おっさん無傷と言う言葉でカンダーたちは驚いたような顔をして、店主を見つめた後、一真のローブを捲り上げる。その下には無傷な肌があるだけだった。薄皮一枚切られてはいなかった。ドラゴンの鱗は咄嗟にゼノンが引っ込めてくれたことで、見られることは無かった。


「本当に傷が無い……と言うかこの下裸なのかよ!」


傷がない事よりそっちの方が驚きだと言うように、カンダーが叫ぶ。一応ローブの下にはズボンは履いて、その上からローブを着ているので、ローブの下は上半身裸なのだ。サンダーは本当に傷がないかと触って確かめ、エンダーはジロジロと遠慮会釈なく見てくる。

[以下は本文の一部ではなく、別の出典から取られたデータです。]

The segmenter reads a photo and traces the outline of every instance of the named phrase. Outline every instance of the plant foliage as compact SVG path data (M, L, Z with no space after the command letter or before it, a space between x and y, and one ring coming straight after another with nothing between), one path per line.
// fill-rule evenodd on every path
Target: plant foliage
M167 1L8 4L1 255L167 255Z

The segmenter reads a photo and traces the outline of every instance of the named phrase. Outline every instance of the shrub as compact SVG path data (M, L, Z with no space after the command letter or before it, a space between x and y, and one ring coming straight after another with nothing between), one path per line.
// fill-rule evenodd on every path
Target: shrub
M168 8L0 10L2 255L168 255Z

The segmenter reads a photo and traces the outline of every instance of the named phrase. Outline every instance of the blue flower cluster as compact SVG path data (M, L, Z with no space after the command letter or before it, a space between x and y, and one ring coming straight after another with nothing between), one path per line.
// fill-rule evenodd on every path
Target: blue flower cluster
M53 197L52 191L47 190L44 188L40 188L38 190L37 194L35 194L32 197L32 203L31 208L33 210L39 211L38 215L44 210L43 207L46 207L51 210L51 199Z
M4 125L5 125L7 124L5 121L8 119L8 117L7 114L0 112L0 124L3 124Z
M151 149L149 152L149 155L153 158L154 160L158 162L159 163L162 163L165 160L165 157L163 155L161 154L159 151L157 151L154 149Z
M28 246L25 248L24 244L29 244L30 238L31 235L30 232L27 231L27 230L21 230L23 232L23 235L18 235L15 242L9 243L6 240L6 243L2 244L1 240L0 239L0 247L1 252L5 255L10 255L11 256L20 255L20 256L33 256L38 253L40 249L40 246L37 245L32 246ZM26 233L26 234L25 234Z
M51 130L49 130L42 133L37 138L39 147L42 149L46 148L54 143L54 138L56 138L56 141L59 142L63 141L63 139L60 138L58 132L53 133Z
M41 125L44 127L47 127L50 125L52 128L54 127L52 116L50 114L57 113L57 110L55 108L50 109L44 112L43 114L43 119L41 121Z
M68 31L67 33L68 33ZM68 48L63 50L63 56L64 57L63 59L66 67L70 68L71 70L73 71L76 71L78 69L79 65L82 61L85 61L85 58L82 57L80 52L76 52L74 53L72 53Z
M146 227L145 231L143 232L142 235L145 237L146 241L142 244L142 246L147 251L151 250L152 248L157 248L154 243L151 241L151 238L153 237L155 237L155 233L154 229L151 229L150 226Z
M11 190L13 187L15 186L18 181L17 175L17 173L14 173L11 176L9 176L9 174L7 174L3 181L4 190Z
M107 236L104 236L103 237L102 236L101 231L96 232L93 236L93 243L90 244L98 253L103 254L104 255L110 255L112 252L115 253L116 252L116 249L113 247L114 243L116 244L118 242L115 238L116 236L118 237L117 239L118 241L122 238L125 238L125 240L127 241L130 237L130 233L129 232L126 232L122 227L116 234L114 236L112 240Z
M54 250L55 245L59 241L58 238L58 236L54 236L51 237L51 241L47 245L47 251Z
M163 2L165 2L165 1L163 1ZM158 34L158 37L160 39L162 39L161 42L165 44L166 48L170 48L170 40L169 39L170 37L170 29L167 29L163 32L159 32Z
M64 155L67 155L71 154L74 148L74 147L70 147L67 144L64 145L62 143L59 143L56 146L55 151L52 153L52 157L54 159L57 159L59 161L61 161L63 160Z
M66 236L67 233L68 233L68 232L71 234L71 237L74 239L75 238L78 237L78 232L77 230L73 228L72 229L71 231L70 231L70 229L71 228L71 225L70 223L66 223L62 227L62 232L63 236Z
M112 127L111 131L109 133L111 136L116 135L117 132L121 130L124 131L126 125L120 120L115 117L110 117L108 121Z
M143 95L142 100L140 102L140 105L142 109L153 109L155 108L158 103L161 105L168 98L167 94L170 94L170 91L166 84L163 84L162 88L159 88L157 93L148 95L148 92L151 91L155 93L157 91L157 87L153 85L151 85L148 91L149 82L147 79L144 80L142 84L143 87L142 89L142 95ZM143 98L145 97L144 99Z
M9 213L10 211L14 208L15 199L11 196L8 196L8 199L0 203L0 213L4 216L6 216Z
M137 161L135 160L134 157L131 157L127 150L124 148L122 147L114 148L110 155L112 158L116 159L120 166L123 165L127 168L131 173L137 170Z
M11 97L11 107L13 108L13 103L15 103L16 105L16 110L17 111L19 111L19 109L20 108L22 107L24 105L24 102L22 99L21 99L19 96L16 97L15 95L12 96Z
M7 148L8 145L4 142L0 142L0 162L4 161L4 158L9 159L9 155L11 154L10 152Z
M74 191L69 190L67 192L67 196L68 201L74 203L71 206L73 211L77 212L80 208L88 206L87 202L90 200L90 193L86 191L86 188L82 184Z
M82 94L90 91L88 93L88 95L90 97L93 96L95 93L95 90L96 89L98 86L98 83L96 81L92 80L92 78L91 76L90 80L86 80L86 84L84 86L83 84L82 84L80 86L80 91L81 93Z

「いつまで見てるんだ、サンダーくすぐったいから手を離せ」


一真はそう言うとカンダーの手からローブを無理やり離させ、体を触っているサンダーの手を弾いた。


「本当に傷が無いんだ…」


未だに信じられなとばかりにカンダーが言う。


「と言うかおっさん、どうしてくれるんだ、ローブに穴が空いちまっただろう」


一真は小さく空いた穴から指を出して文句を言う。


「悪かったな、ほれ。これをやるから許せ」


そう言って投げて渡してきたのは、先ほどのナイフと同じものだった。唯一違うのは、柄の中心に嵌っている球体の色が違うことだろうか。投げた方の球体は赤色で貰った方が青色だ。


「投げたナイフもサービスだ、やるぞ」

「サービスね~、これ元々このナイフと二つで一つの武器じゃ無いのか?」

「あ、ばれたか?」


店主はいたずらがばれた子供のように顔をしたが、一真はそんな顔を見てもムカつくだけだった。いい年したおっさんがそんな表情など誰が得をするだろうか。一真は投げられたナイフと地面に落ちているナイフを拾った。銀色の短い刀身が一真の顔を写す。


「なあ」

「なんじゃ? そのナイフの使い方は秘密だぞ。教えたら使った時の驚きが薄くなるからな」


店主の言葉に一真は、このナイフを絶対に使わない事を心の中で誓って、鞘にナイフを収めるとバックの中に放り込んだ。


「裁縫道具を貸せ、ここで縫ってく」


仏頂面で一真が言うと、店主は面白くなさそうに鼻を鳴らして、裁縫道具を奥から持ってきたのだった。



――――――――――――――――――――――――――――――――――――――――――――――



「これで良し」


一真はしっかりとローブが縫えたことを確認すると、ローブを着る。


「そう言えばその下何も着てないんだよな、なら防具が必要なんじゃないか?」

「アホか、俺のナイフで傷がつかない肌があるんだ。防具などいらんだろ」


店主の言葉にカンダーは『それもそうかと』と言う風に頷くと一真達は店を出た。


「さて、あのナイフが起動して坊主が驚く顔が見ものだな」


店主は店を出ていくとニヤニヤと笑みを浮かべていた。